There are no records indicating when the cottages were built. They were operated year-round for vacationers, hunters, and fishermen, having wood stoves for heat. The original name was Grey Shingles, advertised in 1940 as modern cottages, and operated by Mr. and Mrs. W.A. Saunders. Purchased in the late 40's by Mr. and Mrs. John Windhorst, breakfast was served and rowboats were for rent - "Bring your outboard if you wish" reads the brochure! The property became "Grey Shingles Club" in the 1970's under the Clarke family. They termed Grey Shingles as "The Ultimate in Rusticity"! There were rooms available in The Main Lodge, our home, and the property had 8 acres at that time. There were 4 additional units in a motel grouping, but two fires days apart in June of 1971 demolished them. What remains we call The Ruins, located behind Sweet Apple Camp. Our hope is that we can stabilize the stonework and use this area for our campfires in 2018.
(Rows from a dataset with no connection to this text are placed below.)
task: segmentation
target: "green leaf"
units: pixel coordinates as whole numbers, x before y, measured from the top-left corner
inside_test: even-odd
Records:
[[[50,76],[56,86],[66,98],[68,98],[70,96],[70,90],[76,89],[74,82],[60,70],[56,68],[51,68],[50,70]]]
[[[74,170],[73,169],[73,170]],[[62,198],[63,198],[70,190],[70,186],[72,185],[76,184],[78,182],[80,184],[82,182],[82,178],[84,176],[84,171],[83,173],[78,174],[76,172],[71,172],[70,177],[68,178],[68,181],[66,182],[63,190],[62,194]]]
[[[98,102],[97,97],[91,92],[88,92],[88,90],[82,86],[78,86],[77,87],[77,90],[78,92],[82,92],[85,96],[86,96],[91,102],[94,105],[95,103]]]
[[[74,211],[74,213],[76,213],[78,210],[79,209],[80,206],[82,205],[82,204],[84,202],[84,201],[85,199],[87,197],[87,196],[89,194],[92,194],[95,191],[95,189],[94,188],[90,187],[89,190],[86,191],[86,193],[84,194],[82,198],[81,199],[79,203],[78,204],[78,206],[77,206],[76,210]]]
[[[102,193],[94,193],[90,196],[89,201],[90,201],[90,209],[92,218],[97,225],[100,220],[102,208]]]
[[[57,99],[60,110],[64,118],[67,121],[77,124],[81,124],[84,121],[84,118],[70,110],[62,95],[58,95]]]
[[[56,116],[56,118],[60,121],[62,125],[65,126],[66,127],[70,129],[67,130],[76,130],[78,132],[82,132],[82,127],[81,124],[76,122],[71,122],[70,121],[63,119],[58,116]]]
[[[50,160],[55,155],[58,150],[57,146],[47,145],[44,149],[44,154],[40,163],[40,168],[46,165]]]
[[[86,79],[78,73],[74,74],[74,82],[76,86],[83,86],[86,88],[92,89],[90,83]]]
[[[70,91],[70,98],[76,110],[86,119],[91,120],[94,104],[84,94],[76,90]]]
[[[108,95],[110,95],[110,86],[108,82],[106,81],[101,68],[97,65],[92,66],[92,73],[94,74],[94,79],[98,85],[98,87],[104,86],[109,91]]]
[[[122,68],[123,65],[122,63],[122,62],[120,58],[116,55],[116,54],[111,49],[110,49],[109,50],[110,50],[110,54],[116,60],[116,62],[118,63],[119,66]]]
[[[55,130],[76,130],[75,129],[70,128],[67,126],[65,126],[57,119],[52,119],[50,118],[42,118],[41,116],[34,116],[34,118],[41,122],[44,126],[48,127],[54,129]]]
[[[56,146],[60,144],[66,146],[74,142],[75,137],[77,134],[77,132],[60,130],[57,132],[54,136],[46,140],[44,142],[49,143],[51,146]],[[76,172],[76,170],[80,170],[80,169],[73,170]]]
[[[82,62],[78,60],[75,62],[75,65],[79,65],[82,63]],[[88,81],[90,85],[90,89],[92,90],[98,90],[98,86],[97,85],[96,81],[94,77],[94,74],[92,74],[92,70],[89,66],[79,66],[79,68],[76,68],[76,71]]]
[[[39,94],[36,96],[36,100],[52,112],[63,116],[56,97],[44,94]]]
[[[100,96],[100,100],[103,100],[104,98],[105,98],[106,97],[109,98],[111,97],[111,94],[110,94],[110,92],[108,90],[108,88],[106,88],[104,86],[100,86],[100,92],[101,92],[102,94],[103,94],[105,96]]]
The main house is circa 1910, and had 60 acres of land. Adolph Christensen purchased the property in 1925. As the superintendant of schools in Avon, MA, his purpose was to "improve this property and build and establish a summer camp for girls". Camp Ehawee (Hawk) was run from about 1926 - 1934, when Mr. Christensen lost the property to the bank. The Rec Hall was built for the camp and served as the gathering place for the girls meals, plays, and games.
Today, we continue the history of this wonderful place as Grey Shingles Camps! Our Guests come from all over the world, as so many have in the past 75 years, to enjoy "the coolness of pine trees, the charm of old maples - pleasant days and restful nights", and the fun of summer camp in New Hampshire!
Historical Photos of Grey Shingles Camps
"Castle" Camps in 1955
"Castle" Camps in 1955. These were located on either side of what we now call 'the ruins' which is the remaining stonework, including the fireplace, on the property today.
"Castle" Camp Closeup
These Camps are no longer with us but the fireplace and a good portion of the stonework on either side remains which we now call "the ruins". This photo was taken in 1955.
Rust Pond Camp in July of 1962
This is how Rust Pond Camp appeared in July of 1962. The spruce trees on either end are now over 100ft. tall! The roof is no longer red.
Back of Grey Shingles Camps Rec Hall in 1962
This is how the back of the Rec Hall appeared in 1962. It looks much the same today with a few changes.
Grey Shingles Camps Rec Hall interior in 1984
This is the interior of Grey Shingles Camps Rec Hall as it appeared in 1984. The Rec Hall today is still a favorite gathering place for our guests.